Note: This piece is a response to an essay by Haviv Rettig Gur, which can be found here

Israel’s current political crisis exemplifies the maxim that hard cases make bad law. This case is desperate. Six months after the coronavirus erupted and nine months after the fiscal year began, Israel still lacks both a functioning contact-tracing system and an approved 2020 budget, mainly because Prime Minister Benjamin Netanyahu is more worried about politics than the domestic problems that Israel now confronts. The government’s failure to perform these basic tasks obviously invites the conclusion that civil servants’ far-reaching powers must not only be preserved, but perhaps even increased.

This would be the wrong conclusion.
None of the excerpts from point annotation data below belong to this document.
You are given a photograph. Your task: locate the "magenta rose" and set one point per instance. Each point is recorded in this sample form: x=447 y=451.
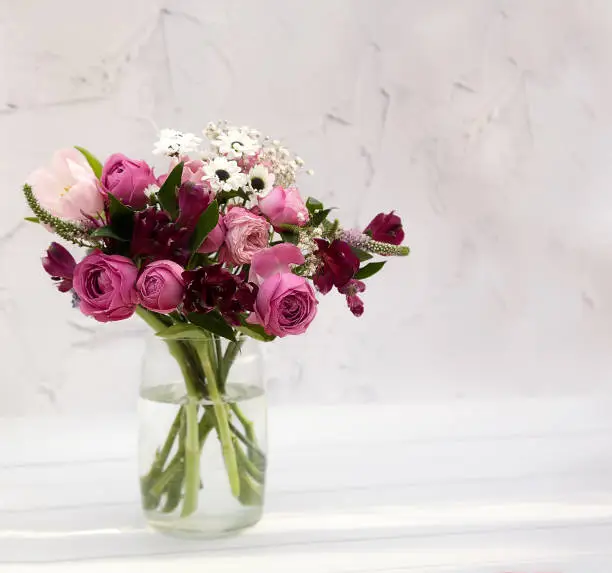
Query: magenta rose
x=284 y=207
x=285 y=304
x=386 y=228
x=161 y=286
x=105 y=286
x=127 y=179
x=246 y=234
x=215 y=238
x=59 y=263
Bureaucrats, especially when they have great power, are vulnerable to the same ills as elected politicians. But unlike politicians, they are completely unaccountable to the public.
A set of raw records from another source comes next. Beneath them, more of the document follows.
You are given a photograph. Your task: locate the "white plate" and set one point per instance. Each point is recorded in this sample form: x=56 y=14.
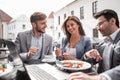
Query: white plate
x=85 y=65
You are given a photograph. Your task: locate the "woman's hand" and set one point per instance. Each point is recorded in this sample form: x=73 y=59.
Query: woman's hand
x=32 y=51
x=68 y=57
x=93 y=54
x=58 y=52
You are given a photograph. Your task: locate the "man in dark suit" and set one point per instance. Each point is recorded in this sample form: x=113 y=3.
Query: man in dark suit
x=34 y=44
x=108 y=52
That doesn’t mean Haviv Rettig Gur is wrong to deem them indispensable. They provide institutional memory, flesh out elected officials’ policies, and supply information the politicians may not know and options they may not have considered. Yet the current crisis shows in several ways why they neither can nor should substitute for elected politicians.
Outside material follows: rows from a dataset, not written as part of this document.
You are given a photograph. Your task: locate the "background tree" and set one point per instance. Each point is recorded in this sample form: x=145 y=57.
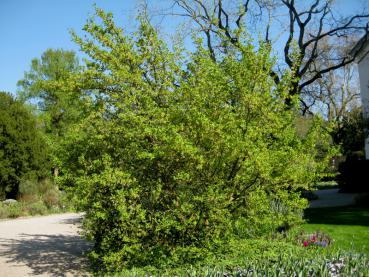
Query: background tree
x=306 y=25
x=22 y=150
x=50 y=84
x=45 y=85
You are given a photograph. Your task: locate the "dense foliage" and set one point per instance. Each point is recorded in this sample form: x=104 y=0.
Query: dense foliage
x=50 y=87
x=22 y=151
x=180 y=153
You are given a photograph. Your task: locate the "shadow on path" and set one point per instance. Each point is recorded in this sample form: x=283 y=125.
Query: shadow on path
x=53 y=255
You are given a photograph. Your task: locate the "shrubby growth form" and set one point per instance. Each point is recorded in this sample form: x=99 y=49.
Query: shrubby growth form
x=180 y=153
x=23 y=155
First, bureaucrats are no less prone to poor judgment than politicians. As evidence, consider Siegal Sadetzki, part of the Netanyahu-led triumvirate that ran Israel’s initial response to the coronavirus. It’s unsurprising that Gur never mentioned Sadetzki even as he lauded the triumvirate’s third member, former Health Ministry Director General Moshe Bar Siman-Tov; she and her fellow Health Ministry staffers are a major reason why Israel still lacks a functional test-and-trace system.

Sadetzki, an epidemiologist, was the ministry’s director of public-health services and the only member of the triumvirate with professional expertise in epidemics (Bar Siman-Tov is an economist). As such, her input was crucial. Yet she adamantly opposed expanding virus testing, even publicly asserting that “Too much testing will increase complacence.” She opposed letting organizations outside the public-health system do lab work for coronavirus tests, even though the system was overwhelmed. She opposed sewage monitoring to track the spread of the virus. And on, and on.

Moreover, even after acknowledging that test-and-trace was necessary, ministry bureaucrats insisted for months that their ministry do the tracing despite its glaringly inadequate manpower. Only in August was the job finally given to the army, which does have the requisite personnel. And the system still isn’t fully operational.